4 thoughts on “Tax Deferment – A Good Idea?”

  1. Again, a remarkably accurate and important assessment of the President’s actions, albeit questionable if they’re actionable and enforceable. Too many convenient gaps
    in the actual effects, so “stay toooned” as they say.

    And thanks too for pointing out the peril to Social Security. I would certainly agree with you that there are those of us who can manage without all or some of our Social Security benefits, certainly NOT those on disability or other aspects of it that are the bedrock of their income. It’s a conundrum how to solve the problem and no willingness on the part of Congress to address it given the dysfunctional state of it.

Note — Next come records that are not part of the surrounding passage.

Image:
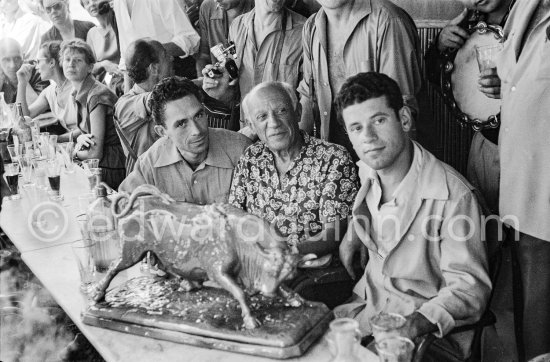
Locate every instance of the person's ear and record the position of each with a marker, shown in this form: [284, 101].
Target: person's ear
[299, 111]
[160, 130]
[405, 117]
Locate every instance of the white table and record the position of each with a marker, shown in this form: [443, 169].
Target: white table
[54, 266]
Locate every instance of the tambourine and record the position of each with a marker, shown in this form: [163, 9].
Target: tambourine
[460, 81]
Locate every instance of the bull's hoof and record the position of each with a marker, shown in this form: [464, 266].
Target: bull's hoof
[250, 322]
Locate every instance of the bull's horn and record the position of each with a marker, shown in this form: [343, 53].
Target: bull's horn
[142, 190]
[307, 257]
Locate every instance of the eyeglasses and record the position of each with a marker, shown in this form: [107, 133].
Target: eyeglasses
[54, 7]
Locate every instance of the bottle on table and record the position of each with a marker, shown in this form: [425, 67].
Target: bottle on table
[102, 228]
[21, 128]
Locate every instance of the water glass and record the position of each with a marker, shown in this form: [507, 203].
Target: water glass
[395, 349]
[386, 325]
[40, 169]
[83, 253]
[486, 56]
[11, 175]
[66, 149]
[44, 141]
[53, 172]
[52, 145]
[26, 170]
[15, 152]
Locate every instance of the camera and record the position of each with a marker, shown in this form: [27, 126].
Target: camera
[226, 58]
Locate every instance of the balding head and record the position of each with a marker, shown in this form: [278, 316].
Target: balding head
[147, 60]
[11, 57]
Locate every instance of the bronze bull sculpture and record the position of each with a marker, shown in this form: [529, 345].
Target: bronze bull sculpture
[214, 242]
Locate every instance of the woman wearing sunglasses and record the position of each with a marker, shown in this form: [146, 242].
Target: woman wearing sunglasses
[92, 106]
[64, 27]
[55, 96]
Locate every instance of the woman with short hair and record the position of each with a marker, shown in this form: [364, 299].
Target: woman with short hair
[55, 97]
[64, 27]
[92, 105]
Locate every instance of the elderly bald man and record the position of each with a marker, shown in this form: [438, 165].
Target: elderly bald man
[11, 59]
[302, 185]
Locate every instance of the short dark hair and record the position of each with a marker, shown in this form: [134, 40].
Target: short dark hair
[141, 54]
[78, 46]
[364, 86]
[51, 51]
[172, 89]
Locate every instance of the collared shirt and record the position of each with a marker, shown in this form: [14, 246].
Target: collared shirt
[213, 25]
[136, 122]
[161, 20]
[163, 166]
[81, 29]
[27, 29]
[438, 263]
[255, 61]
[524, 69]
[34, 87]
[319, 187]
[384, 40]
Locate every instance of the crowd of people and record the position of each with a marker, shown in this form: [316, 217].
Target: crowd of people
[315, 134]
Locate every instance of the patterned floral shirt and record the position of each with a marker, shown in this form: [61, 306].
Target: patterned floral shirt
[319, 187]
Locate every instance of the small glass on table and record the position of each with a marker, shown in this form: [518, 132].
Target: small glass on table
[83, 252]
[11, 176]
[26, 162]
[54, 178]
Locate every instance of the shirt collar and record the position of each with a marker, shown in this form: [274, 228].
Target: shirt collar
[82, 94]
[216, 156]
[426, 177]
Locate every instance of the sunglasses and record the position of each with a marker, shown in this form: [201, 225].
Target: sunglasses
[54, 7]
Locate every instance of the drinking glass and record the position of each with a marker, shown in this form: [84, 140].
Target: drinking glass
[52, 145]
[26, 170]
[395, 349]
[40, 168]
[66, 150]
[11, 175]
[54, 177]
[94, 177]
[486, 56]
[386, 325]
[44, 141]
[15, 152]
[83, 253]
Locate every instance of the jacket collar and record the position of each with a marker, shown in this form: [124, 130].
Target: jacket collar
[216, 157]
[430, 184]
[361, 9]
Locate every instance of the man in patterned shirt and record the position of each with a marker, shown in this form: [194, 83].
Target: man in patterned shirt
[303, 186]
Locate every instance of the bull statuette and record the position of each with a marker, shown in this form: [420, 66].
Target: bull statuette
[238, 251]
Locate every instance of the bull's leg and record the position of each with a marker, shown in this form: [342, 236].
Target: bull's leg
[290, 296]
[229, 284]
[129, 258]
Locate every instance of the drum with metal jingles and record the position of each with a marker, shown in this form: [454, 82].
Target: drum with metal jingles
[460, 81]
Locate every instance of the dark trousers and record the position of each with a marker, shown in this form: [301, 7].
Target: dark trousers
[531, 287]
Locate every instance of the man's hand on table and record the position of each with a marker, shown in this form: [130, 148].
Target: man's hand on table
[416, 326]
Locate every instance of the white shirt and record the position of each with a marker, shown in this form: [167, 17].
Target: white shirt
[161, 20]
[27, 29]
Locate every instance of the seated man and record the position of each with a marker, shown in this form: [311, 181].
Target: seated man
[147, 62]
[303, 185]
[418, 219]
[190, 162]
[11, 59]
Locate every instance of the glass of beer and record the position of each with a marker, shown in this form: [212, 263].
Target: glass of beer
[486, 56]
[11, 176]
[54, 178]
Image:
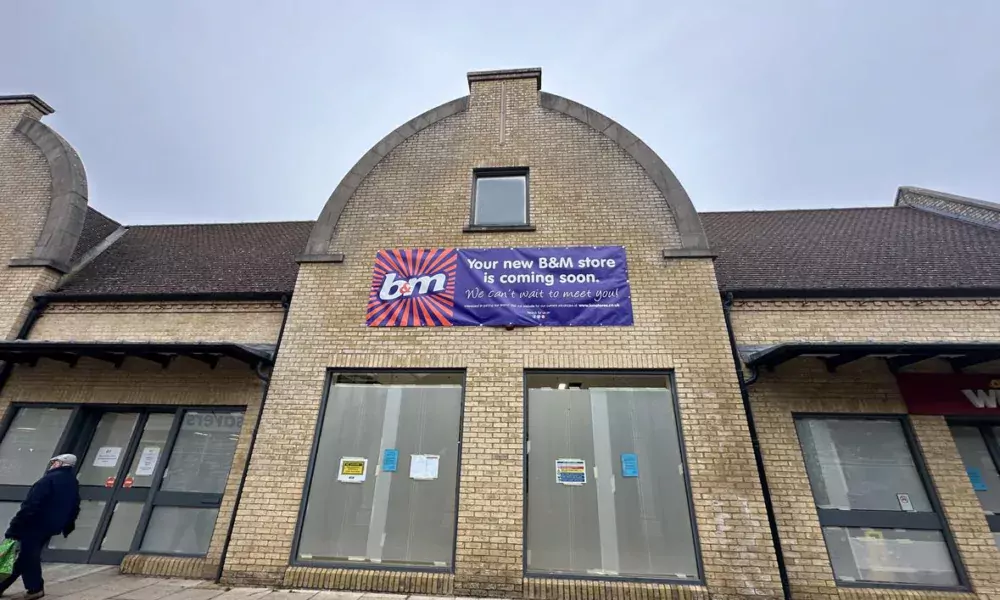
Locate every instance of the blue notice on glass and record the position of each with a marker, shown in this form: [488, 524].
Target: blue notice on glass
[976, 477]
[630, 465]
[390, 458]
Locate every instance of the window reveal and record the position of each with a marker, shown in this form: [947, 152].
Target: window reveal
[384, 476]
[607, 491]
[878, 516]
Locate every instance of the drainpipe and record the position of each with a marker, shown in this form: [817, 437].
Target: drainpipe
[727, 304]
[285, 305]
[40, 302]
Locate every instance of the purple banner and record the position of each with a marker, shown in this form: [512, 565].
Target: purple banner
[579, 286]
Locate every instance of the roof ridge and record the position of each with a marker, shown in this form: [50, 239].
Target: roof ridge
[152, 225]
[799, 210]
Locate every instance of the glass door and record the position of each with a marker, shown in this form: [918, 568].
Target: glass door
[120, 452]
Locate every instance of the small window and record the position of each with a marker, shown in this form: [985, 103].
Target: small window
[879, 519]
[500, 198]
[607, 489]
[978, 445]
[385, 472]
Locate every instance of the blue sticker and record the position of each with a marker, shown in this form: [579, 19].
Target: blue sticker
[630, 465]
[390, 457]
[976, 477]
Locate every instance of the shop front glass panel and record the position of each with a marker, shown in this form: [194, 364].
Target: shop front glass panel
[631, 515]
[890, 556]
[406, 516]
[29, 444]
[979, 466]
[203, 454]
[179, 530]
[860, 464]
[121, 529]
[107, 449]
[86, 527]
[150, 450]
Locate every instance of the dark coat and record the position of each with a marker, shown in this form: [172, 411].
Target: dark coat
[51, 507]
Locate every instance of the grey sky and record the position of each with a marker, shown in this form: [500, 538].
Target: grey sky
[227, 111]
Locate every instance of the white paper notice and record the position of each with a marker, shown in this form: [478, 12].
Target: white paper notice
[424, 466]
[147, 461]
[107, 456]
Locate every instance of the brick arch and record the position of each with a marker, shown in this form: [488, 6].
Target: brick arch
[68, 207]
[694, 242]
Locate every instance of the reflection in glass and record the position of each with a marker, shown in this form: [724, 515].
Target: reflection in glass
[617, 523]
[860, 464]
[501, 200]
[86, 526]
[203, 453]
[390, 517]
[890, 556]
[30, 443]
[107, 448]
[176, 530]
[121, 530]
[150, 449]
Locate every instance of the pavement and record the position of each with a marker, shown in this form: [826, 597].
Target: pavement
[98, 582]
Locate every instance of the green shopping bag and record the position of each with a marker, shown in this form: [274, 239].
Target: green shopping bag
[9, 550]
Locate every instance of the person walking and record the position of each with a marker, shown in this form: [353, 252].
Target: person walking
[52, 506]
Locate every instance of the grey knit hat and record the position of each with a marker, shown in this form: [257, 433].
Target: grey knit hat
[67, 459]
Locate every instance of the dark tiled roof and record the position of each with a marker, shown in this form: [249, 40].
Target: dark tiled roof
[196, 259]
[851, 249]
[96, 227]
[778, 252]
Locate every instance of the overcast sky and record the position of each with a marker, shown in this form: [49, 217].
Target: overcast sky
[242, 111]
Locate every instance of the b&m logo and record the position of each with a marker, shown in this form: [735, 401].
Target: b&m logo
[413, 288]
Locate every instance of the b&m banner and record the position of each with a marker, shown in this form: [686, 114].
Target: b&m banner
[580, 286]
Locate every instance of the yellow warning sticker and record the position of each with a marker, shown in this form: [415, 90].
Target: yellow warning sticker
[352, 469]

    Well done all together, thanks!

    1. I have read and listened to the President’s comments after the signing ceremony. I wonder if he didn’t mean that just the TEMPORARY cuts to the FICA payroll taxes would become permanent if he were re-elected, as in just the three to four months of cuts and thereafter the payroll tax would be reinstated. That would seem more reasonable, again the cutting off of the funding source for Social Security would seem just TOO radical. But doggone it, that is NOT what he said. It’s hard to GUESS what he means sometimes, despite what he says.

  2. Thanks, Craig! Thoughtful as always, though limited as you admit by the fact that it’s hard to be thoughtful about something that makes no sense. Unless the Democratic negotiators had capitulated to the Republican position, thus giving the president a crowing point, this was his preferred outcome from the start. Even if he does not have the power and they are all overturned and ineffective, he will claim that he and not his opponents were on the side of the distressed and unemployed. Never mind that neither he nor his enablers have a clue how to implement it, so they cannot advise payroll managers on what to do.

    Mr. Trump is desperate to be president beyond January, whether by hollow promises, voter suppression, international interference, attempting to delay the election or anything else he or his handlers come up with. It has nothing to do with the public good. It has nothing to do with the financial security of the unemployed or current or future retirees. It has nothing to do with anything other than his desperate need to be thought highly of and his equally desperate desire to avoid prison, once the severely stretched Justice Department policy on not prosecuting a sitting president no longer applies (state courts probably scare him even more). That policy was created to prevent politically motivated, trumped up charges from being brought by opponents to pester and harass people whose only crime was being in the other party. It was never intended to protect an obvious criminal from the consequences of his actions just because he happened to be in that elected position. I am heartened by the Lincoln Project, Republicans Opposed to Trump, Vote Vets and others who are standing up and saying that the fact that he claims to be a Republican does not outweigh his clear and present danger to our Constitutional Republic. Even so, it will be important for everyone to vote, even if it means putting their health at risk to go to the polls. He and his enablers need to be beaten by such a great majority in the popular and electoral college vote that there is no question that he is beaten. I fear that he will continue to try to do as much damage as he can on the way out, but I pray we survive and can start rebuilding our country soon.

    1. Jon, as I said before your comments are lots better than the original posting!! After I wrote the original post I started to think that I had misinterpreted his comments and that what he meant to say was that if he were reelected the THREE-MONTH deferment amounts would be permanently eliminated and the FICA payroll taxes would be reinstated. But listening and reading again, I don’t think that is what he said. I think most people are assuming that he is NOT proposing to PERMANENTLY eliminate the funding for Social Security or their would be a bigger uproar. BUTTT the President says so many outrageous things sometimes I think we are becoming immune and what was at one time thought to be totally inappropriate political discourse is now accepted as the norm.